Também é possível fazer a impermeabilização em banheiros já existentes, mas o processo é mais complexo. “Nesses casos, é preciso remover o revestimento para acessar a base, corrigir eventuais falhas e aplicar novamente o sistema impermeabilizante”, orienta Paulo Tripoloni.

O profissional reforça que cada caso deve ser avaliado individualmente e que o acompanhamento técnico é essencial para garantir a eficácia da intervenção sem comprometer a estrutura.

entenda por que esse processo deve ser planejado e executado com atencao para garantir durabilidade e seguranca nas reformas
Fotos: Adriano Escanhuela

Impermeabilização

Existem diferentes métodos de impermeabilização, e a escolha depende do tipo de substrato e do uso do ambiente. Entre as opções mais comuns estão:

  • Manta asfáltica: muito utilizada em pisos e lajes. Forma uma camada contínua e resistente à umidade;
  • Argamassa cimentícia: utilizada em paredes e áreas internas de banheiros. É uma mistura pronta aplicada sobre o concreto ou a alvenaria;
  • Impermeabilizantes líquidos: indicados para áreas menores. São produtos prontos que criam uma película protetora flexível.

Paulo explica que há outros sistemas disponíveis, cada um com indicações e normas específicas do fabricante. “É fundamental utilizar o sistema correto para cada situação e seguir à risca as recomendações. Um erro simples, como não respeitar o tempo de cura, pode comprometer todo o trabalho”, comenta o arquiteto.

Em ralos e cantos é recomendável aplicar reforço com tela estruturante ou aumentar o número de demãos.

Mas, antes de colocar a mão na massa também vale lembrar das normas técnicas específicas, nesse caso, a NBR 9575 e a NBR 9574, que estabelecem critérios para cada tipo de sistema e orientam sobre a forma correta de aplicação, preparo de superfície e ensaios de verificação.
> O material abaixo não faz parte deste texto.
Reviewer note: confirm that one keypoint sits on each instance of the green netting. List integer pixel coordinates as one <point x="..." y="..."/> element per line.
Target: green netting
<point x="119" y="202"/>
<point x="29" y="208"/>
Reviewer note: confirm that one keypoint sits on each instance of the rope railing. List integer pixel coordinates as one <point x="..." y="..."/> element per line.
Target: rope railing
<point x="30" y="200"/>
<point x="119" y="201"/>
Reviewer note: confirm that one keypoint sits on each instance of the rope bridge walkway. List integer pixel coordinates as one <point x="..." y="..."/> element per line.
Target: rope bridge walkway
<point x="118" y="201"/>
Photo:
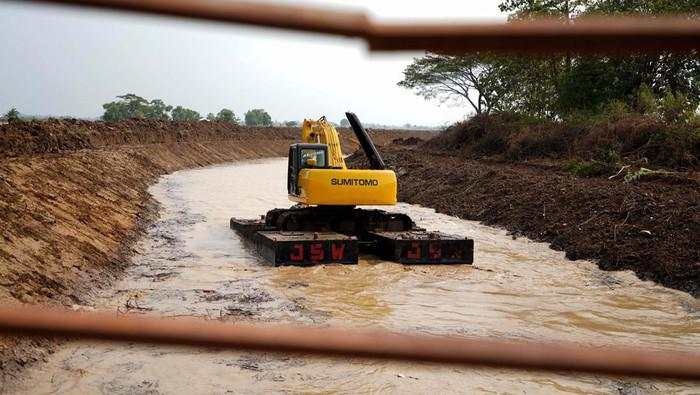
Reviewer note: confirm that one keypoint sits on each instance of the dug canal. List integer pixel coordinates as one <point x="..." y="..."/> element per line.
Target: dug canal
<point x="191" y="264"/>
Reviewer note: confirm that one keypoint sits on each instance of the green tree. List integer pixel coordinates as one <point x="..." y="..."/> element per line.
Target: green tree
<point x="226" y="115"/>
<point x="12" y="115"/>
<point x="157" y="109"/>
<point x="180" y="113"/>
<point x="562" y="85"/>
<point x="446" y="77"/>
<point x="257" y="117"/>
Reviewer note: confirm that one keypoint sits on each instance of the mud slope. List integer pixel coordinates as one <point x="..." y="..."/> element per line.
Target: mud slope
<point x="651" y="227"/>
<point x="73" y="194"/>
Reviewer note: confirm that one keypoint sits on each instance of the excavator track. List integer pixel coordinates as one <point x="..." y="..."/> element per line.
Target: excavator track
<point x="337" y="234"/>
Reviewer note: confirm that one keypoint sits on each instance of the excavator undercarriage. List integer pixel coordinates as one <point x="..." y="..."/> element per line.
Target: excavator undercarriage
<point x="329" y="233"/>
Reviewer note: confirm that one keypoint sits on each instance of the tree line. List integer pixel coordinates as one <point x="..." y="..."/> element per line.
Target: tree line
<point x="567" y="85"/>
<point x="131" y="106"/>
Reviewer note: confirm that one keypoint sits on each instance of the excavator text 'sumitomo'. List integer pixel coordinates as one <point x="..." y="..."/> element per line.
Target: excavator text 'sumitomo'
<point x="325" y="226"/>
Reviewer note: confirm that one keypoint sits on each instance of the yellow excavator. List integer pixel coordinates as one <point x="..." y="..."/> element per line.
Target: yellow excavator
<point x="326" y="226"/>
<point x="318" y="175"/>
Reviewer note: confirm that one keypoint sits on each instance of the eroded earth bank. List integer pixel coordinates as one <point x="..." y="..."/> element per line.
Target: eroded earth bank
<point x="73" y="199"/>
<point x="189" y="263"/>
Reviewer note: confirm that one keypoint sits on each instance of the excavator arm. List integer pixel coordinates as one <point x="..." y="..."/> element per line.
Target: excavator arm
<point x="323" y="132"/>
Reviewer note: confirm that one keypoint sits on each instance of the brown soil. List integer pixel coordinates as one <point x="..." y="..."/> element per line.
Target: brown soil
<point x="651" y="227"/>
<point x="73" y="198"/>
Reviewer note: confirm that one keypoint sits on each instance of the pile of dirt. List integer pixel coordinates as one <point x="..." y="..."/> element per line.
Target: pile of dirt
<point x="651" y="227"/>
<point x="610" y="141"/>
<point x="68" y="135"/>
<point x="73" y="198"/>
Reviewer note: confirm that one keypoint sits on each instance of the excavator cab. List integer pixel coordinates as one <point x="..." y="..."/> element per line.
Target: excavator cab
<point x="317" y="174"/>
<point x="304" y="156"/>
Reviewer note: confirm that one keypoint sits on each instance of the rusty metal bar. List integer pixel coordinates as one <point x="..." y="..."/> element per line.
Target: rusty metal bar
<point x="24" y="321"/>
<point x="585" y="35"/>
<point x="309" y="19"/>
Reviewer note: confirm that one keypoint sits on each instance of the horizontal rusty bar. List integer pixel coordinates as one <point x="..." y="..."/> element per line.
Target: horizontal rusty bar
<point x="31" y="320"/>
<point x="309" y="19"/>
<point x="589" y="34"/>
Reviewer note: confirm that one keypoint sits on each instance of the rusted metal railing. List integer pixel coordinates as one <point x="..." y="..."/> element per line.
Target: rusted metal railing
<point x="23" y="321"/>
<point x="585" y="35"/>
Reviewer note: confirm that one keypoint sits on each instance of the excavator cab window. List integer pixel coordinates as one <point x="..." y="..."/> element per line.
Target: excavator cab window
<point x="304" y="156"/>
<point x="313" y="158"/>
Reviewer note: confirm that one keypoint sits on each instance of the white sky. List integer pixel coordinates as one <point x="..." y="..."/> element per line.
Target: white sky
<point x="66" y="62"/>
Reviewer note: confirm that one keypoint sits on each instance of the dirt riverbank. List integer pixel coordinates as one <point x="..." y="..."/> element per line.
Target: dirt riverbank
<point x="73" y="198"/>
<point x="651" y="227"/>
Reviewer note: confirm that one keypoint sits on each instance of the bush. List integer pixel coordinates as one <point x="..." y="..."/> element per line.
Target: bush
<point x="585" y="169"/>
<point x="677" y="108"/>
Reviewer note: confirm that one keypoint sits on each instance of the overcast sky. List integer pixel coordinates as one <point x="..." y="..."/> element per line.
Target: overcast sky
<point x="65" y="62"/>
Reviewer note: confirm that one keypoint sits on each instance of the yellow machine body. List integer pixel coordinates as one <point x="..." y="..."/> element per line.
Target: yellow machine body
<point x="317" y="174"/>
<point x="346" y="187"/>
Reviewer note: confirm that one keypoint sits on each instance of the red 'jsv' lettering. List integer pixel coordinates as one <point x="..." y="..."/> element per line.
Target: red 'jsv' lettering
<point x="317" y="252"/>
<point x="337" y="251"/>
<point x="434" y="251"/>
<point x="297" y="253"/>
<point x="414" y="252"/>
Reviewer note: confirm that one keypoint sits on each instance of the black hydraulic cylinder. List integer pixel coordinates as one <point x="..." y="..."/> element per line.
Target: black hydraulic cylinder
<point x="375" y="161"/>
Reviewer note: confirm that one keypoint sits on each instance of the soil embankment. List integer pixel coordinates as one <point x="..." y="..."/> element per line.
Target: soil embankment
<point x="73" y="195"/>
<point x="650" y="226"/>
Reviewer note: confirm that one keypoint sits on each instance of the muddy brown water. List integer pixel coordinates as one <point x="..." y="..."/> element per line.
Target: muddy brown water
<point x="191" y="264"/>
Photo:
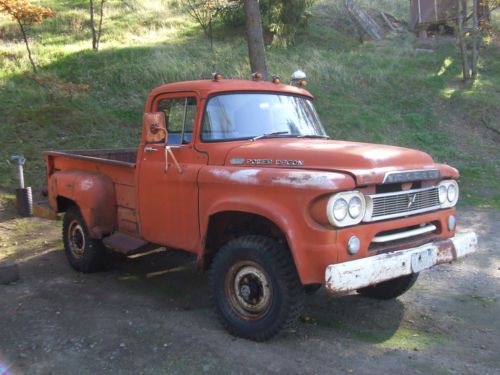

“Seguir as normas não é burocracia. Elas existem para evitar falhas que comprometem toda a obra. Quando o serviço é feito conforme as orientações técnicas, o resultado é duradouro e seguro”, afirma ele.

Testes e manutenção

Após tudo isso, evite perfurações em paredes ou pisos impermeabilizados para não comprometer a camada protetora.

Após a aplicação, deve-se realizar o chamado teste de estanqueidade, que consiste em encher o piso com água e observar se há vazamentos durante um período de 72 horas. É somente após essa etapa que o revestimento pode ser assentado.

Segundo Paulo, essa verificação é indispensável para evitar retrabalhos e prejuízos futuros. “Muitas pessoas pulam essa fase por achar que é perda de tempo, mas é justamente ela que comprova se o serviço foi bem executado”, afirma.

Além desses cuidados, realizar uma manutenção periódica ajuda a manter a eficiência ao longo do tempo e a identificar trincas ou outros sinais de problemas que podem surgir.